L’Arena n’était pas de ma responsabilité. Mais avec la démission en décembre de Martial Bellon, qui était président de Wacken Immo, en charge du projet, j’ai endossé ce rôle et aujourd’hui je m’occupe de l’avenir de l’Arena. Je suis persuadé que ce projet tel qu’il a été imaginé et construit financièrement est ce qui peut arriver de mieux à la SIG en termes d’objet immobilier et d’outils sportifs et d’animation. Le projet a un peu plus de huit ans, depuis, le quartier a beaucoup changé et le Rhenus est presque une verrue dans le paysage. À partir du moment où on aura les collectivités avec nous, ce qui est le cas, où on aura les investisseurs, ça se passe plutôt bien, les banques suivront. Pour replacer le club dans le Top 5 nous avons besoin d’un nouvel équipement parce qu’on a atteint un plafond de verre, on ne peut pas faire plus en termes de billetterie. Le projet est bon, tout le monde en a convenu, mais jamais en même temps. J’espère vous dire prochainement que toutes les planètes sont alignées.
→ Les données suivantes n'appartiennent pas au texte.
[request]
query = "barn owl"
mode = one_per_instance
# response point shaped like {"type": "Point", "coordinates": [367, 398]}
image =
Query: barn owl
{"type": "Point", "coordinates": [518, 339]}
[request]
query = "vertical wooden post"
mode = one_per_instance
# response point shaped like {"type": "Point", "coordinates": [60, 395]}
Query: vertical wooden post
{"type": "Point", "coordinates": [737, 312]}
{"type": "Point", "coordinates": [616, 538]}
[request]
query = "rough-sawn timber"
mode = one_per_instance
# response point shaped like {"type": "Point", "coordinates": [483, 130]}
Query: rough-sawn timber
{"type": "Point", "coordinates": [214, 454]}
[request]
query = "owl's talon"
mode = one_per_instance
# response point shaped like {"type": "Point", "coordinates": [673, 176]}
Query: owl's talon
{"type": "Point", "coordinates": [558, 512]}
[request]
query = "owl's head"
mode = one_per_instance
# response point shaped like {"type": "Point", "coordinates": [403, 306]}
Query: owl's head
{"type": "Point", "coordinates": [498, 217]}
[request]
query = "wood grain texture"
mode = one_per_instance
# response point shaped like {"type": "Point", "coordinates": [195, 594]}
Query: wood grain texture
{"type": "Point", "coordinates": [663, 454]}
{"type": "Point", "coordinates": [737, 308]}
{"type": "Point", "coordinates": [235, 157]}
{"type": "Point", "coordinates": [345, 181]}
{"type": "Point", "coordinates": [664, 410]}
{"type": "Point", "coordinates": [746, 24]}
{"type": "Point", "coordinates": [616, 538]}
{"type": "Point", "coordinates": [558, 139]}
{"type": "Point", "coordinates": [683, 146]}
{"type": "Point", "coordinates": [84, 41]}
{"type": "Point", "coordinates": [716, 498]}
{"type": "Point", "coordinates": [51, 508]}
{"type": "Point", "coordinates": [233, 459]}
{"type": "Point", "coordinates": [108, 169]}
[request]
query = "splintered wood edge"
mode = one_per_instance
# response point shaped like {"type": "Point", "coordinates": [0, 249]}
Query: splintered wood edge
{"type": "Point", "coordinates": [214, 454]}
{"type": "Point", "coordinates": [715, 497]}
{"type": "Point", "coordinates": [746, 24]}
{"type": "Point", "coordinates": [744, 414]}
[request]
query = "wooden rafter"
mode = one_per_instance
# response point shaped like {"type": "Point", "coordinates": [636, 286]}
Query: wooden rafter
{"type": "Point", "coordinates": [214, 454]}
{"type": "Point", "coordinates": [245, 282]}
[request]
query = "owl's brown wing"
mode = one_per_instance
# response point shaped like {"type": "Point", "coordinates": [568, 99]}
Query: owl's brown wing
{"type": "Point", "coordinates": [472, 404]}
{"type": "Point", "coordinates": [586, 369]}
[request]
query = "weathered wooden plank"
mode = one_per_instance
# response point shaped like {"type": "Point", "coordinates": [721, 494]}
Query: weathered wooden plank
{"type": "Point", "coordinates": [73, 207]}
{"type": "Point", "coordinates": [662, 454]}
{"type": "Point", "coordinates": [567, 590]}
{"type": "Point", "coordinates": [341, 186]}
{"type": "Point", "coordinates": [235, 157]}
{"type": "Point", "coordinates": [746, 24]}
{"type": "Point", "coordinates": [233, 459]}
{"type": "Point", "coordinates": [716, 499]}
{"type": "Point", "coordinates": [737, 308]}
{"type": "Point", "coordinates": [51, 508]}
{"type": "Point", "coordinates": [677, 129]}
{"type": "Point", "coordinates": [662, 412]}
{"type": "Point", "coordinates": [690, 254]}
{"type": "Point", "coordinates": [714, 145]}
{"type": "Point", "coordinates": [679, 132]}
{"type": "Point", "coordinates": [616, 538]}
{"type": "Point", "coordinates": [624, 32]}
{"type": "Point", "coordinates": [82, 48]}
Comme vous, Martial Bellon est arrivé à la tête de la SIG en tant que pacificateur avant de finalement rester président pendant 13 ans. N’avez-vous pas envie de poursuivre l’aventure ?

On verra… (il sourit). Ce n’est pas tout à fait la même réponse que j’avais donné il y a trois mois (lors de sa prise de fonction), j’avais alors une feuille de route et une durée. Je voulais organiser des élections en juin, mais on aurait eu un quatrième président pour la même mandature, élu pour un an donc. Les actionnaires voulaient que j’aille jusqu’au bout du mandat, en juin 2025.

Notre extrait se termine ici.